Fourth, there is a tendency for the renminbi to appreciate and the operating risks are relatively high. The pressure of appreciation of the renminbi has always been a sharp sword that hangs on the head of export companies. On February 10, the exchange rate of the renminbi against the US dollar rose to 6.5849, a record high since the exchange reform. At present, the Western countries led by the United States are still exerting pressure on the appreciation of the renminbi, and the renminbi still has a tendency to appreciate. With respect to the profit margin of foreign trade companies of about 3%, and taking into account the devaluation factors of most countries since the financial crisis, the sharp appreciation of the renminbi will be devastating to enterprises. The expectation of the appreciation of the renminbi even affects the willingness of companies to sign their orders. Concerns about exchange rate changes have a direct impact on the development of the raw material drug export trade.

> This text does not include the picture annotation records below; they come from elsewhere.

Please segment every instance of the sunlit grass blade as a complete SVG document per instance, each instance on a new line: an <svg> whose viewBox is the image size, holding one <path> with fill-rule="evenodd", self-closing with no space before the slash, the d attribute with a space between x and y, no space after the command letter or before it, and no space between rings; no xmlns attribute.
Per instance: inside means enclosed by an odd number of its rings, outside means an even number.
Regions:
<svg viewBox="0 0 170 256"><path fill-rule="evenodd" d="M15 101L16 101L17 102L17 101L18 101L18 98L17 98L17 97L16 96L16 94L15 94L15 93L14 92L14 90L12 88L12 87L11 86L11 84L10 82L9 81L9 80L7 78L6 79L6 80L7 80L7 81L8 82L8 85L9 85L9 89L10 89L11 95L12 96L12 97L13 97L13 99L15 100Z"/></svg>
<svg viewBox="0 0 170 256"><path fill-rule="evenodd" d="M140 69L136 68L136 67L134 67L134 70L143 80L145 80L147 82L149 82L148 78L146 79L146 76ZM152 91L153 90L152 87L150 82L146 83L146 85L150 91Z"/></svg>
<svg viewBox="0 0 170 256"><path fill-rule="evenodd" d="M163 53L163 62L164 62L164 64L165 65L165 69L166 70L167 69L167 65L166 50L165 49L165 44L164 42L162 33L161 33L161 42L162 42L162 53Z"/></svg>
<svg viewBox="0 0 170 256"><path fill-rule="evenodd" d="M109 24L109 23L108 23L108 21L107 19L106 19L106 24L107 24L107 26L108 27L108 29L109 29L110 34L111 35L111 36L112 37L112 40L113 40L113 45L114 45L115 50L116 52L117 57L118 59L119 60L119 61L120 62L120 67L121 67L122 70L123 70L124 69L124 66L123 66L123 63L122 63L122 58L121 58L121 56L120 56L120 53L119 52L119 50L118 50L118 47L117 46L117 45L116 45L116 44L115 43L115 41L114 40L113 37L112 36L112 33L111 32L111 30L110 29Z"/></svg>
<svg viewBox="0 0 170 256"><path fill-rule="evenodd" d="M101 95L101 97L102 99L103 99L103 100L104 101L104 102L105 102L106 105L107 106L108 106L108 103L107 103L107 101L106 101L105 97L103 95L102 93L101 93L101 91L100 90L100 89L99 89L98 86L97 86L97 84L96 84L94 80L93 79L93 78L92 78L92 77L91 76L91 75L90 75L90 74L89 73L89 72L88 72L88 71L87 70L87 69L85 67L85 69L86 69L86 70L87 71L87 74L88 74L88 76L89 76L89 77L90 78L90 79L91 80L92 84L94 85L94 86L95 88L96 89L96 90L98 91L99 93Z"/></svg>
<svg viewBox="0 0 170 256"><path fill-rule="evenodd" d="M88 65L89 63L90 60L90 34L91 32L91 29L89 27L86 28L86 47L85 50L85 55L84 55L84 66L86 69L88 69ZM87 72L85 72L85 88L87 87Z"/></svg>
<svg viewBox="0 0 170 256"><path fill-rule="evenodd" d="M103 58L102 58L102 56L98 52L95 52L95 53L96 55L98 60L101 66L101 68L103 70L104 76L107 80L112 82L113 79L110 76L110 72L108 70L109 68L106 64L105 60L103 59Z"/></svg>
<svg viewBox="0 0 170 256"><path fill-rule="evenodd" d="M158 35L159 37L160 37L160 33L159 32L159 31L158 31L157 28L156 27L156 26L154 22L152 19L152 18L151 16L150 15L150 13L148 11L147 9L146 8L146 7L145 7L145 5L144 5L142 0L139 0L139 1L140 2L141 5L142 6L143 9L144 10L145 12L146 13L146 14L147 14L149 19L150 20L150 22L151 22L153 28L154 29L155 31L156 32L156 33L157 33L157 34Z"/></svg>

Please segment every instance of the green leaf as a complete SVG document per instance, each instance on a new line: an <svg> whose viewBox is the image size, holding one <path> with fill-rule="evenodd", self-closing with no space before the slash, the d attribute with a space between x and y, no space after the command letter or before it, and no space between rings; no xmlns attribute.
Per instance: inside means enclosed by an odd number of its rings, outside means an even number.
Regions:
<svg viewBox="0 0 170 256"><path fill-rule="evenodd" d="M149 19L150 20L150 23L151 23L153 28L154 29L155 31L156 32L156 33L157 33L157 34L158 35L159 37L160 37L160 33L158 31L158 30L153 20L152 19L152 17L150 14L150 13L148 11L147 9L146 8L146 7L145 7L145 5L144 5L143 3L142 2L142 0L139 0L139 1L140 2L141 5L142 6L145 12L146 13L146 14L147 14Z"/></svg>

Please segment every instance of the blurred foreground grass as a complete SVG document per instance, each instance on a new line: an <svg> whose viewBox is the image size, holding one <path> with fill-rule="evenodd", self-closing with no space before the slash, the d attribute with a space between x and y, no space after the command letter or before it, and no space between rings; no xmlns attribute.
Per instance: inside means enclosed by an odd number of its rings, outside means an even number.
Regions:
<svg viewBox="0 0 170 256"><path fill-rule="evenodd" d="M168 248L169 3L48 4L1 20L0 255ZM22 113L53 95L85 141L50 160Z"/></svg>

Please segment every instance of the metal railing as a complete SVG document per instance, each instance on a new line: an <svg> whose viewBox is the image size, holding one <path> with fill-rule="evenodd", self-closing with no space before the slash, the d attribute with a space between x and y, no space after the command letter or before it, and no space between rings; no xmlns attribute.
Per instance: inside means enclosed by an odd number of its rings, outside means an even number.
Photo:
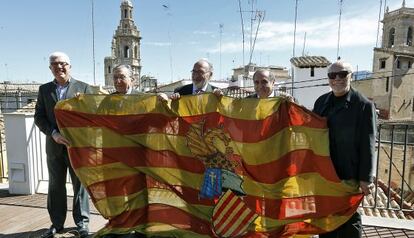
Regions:
<svg viewBox="0 0 414 238"><path fill-rule="evenodd" d="M360 211L365 215L414 219L414 122L380 123L377 178Z"/></svg>

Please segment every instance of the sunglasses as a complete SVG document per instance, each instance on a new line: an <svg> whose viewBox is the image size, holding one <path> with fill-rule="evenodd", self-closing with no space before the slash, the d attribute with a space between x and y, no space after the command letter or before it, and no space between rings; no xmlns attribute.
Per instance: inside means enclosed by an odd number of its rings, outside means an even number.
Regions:
<svg viewBox="0 0 414 238"><path fill-rule="evenodd" d="M344 79L346 78L346 76L348 76L348 74L349 74L348 71L333 72L333 73L328 73L328 78L336 79L336 76L339 76L339 78Z"/></svg>

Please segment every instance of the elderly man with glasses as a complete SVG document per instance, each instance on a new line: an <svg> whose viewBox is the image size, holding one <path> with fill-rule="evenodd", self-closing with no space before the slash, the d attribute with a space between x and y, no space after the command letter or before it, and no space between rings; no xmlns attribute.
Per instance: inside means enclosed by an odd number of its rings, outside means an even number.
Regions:
<svg viewBox="0 0 414 238"><path fill-rule="evenodd" d="M178 100L181 95L196 95L204 92L212 92L216 96L222 96L223 92L220 89L209 84L212 76L213 65L206 59L198 60L194 64L193 70L191 70L191 80L193 83L176 88L169 98L171 100ZM160 93L158 96L163 101L168 99L164 93Z"/></svg>
<svg viewBox="0 0 414 238"><path fill-rule="evenodd" d="M352 67L337 61L328 67L332 91L320 96L313 112L325 117L329 149L338 177L368 195L375 168L376 115L371 101L351 87ZM361 237L361 216L356 212L338 229L319 237Z"/></svg>
<svg viewBox="0 0 414 238"><path fill-rule="evenodd" d="M46 134L46 157L49 173L47 210L52 222L51 227L41 235L42 238L54 237L63 231L67 212L66 174L73 186L73 220L80 237L87 237L89 223L89 201L86 189L70 164L67 147L70 141L60 134L56 123L54 108L57 101L75 97L80 93L91 93L88 84L72 78L69 57L62 52L49 56L49 68L54 79L39 87L35 108L35 124Z"/></svg>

Fifth, the industrial chain has not been extended enough, and there is a clear gap in the competition with India. India is the biggest competitor of China's bulk drug exports. Generally speaking, Chinese bulk drugs have an advantage over India in terms of export volume and some large varieties. However, in terms of downstream product competition, India is clearly dominant. In 2010, the average price of raw materials imported from China by India exceeded that of Europe and the United States, reflecting India’s increasing efforts in the downstream products or brand quality of APIs. The gap between Chinese and Indian companies in this area is likely to widen. Because India has been ahead of the Chinese enterprises in the degree of internationalization of enterprises, access to high-end market quality certification, and the development of pharmaceutical preparation markets in Europe, America, and Africa, my company will become a raw material for Indian companies if it does not pay attention to the development of raw material drug industry chain and high-end market. Drug factory danger.